A major culprit in the wage gap between Blacks and whites is America’s immigration policy

By Frank Morris, Sr. on January 10, 2022

Chicago Tribune, January 10, 2022

The median white household owns over 10 times as many assets as the median Black household — a gap that has actually widened since the civil rights victories of the 1960s.

There are all sorts of reasons for this staggering inequality — from segregation, redlining, loan discrimination and other systemically racist policies that historically shut many Black people out of homeownership and prevented them from building generational wealth, to mass incarceration and sentencing disparities that put a generation of disproportionately Black men behind bars for nonviolent crimes and made it nearly impossible for them to get decent jobs after their release.

But one of the biggest — yet most underexplored — culprits is America’s immigration policy. Throughout our nation’s history, employers have preferred to hire newly arrived foreigners, who will often work for rock-bottom wages, instead of Black workers.

When policymakers have periodically scaled back the influx of those foreign laborers, Black Americans’ earnings have soared — only to fall again once our leaders turn the immigration spigots back on. Humanely limiting immigration is a matter of racial and economic justice for Black Americans.

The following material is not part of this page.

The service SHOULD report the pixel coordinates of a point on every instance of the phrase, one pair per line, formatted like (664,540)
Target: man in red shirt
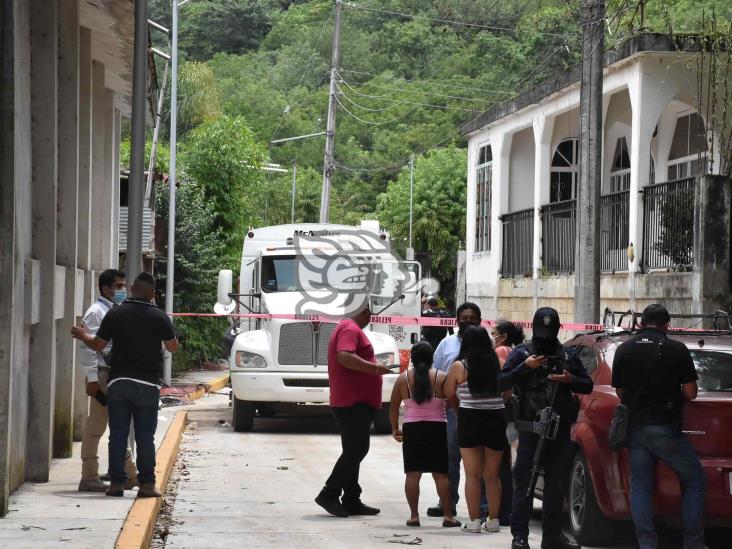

As Roy Beck’s new book, “Back of the Hiring Line,” thoroughly documents, Black Americans enjoy good economic opportunities only in tight labor markets. That’s why, in the decades following the Civil War, Black leaders like Frederick Douglass, W.E.B. Du Bois, Marcus Garvey and A. Philip Randolph all favored restricting immigration to help free enslaved people and their descendants.

At the time, racist employers were passing over Black workers and instead hiring new European immigrants to staff the sweatshops, meatpacking plants and other mainstays of the late 19th- and early 20th-century industrial economy.

It wasn’t until Congress dramatically slashed immigration in 1924 that employers turned, in desperation, to Black workers. As Du Bois explained, “The stopping of the importing of cheap white labor on any terms has been the economic salvation of American black labor.”

He wasn’t exaggerating. Thanks to reduced labor market competition, Black Americans were finally able to win better wages and working conditions. The real incomes of Black men grew fourfold from 1940 to 1980 — even faster than the 2 1/2-fold increase for white men — and the share of Black men in the middle class soared from 22% to 71%.

But then, in the mid-1960s, Congress — which had just passed landmark civil rights legislation — changed the immigration system, removing the quotas that had limited the influx of foreign workers for four decades.

Lawmakers weren’t trying to disadvantage Black Americans. They were merely trying to make the immigration system race-neutral by removing criteria that made it difficult and sometimes nearly impossible to immigrate from countries outside of northern Europe.

But their changes had unintended consequences. The level of immigration soared far beyond lawmakers’ expectations, from fewer than 300,000 in 1965, to more than 500,000 by 1980 and to more than 1 million annually today.

That massive influx harmed the most vulnerable Americans — especially Black people. In fact, one Harvard economist found that from 1980 to 2000, immigration “reduced the wage of black high school dropouts by 8.3%, reduced the employment rate by 7.4 percentage points and increased the incarceration rate by 1.7 percentage points.”

Immigrants themselves aren’t at fault — it’s tough to blame people for seeking a better life for themselves and their families.

Rather, the blame rests on our elected representatives, who have repeatedly done the bidding of Big Business and ignored multiple blue-ribbon commissions that all reached the same conclusion: Reducing immigration is necessary to foster Black Americans’ economic development.

Consider how, in the mid-1990s, President Bill Clinton appointed civil rights icon Barbara Jordan to chair the U.S. Commission on Immigration Reform. After finding “no national interest in continuing to import lesser-skilled” foreigners, Jordan said, the commission recommended lowering immigration levels to protect American workers from unfair competition.

But when the time came to vote on bipartisan legislation that would have scaled back the influx of foreign workers, enough lawmakers — in thrall to corporate interests — banded together to defeat the bill and maintain the status quo.

Politicians in both parties pay lip service to helping Black Americans. If they were truly sincere, they’d listen to generations of civil rights leaders who’ve all recognized that the best way to boost Black Americans’ fortunes is to ensure tight labor markets. That requires stemming the influx of foreign workers.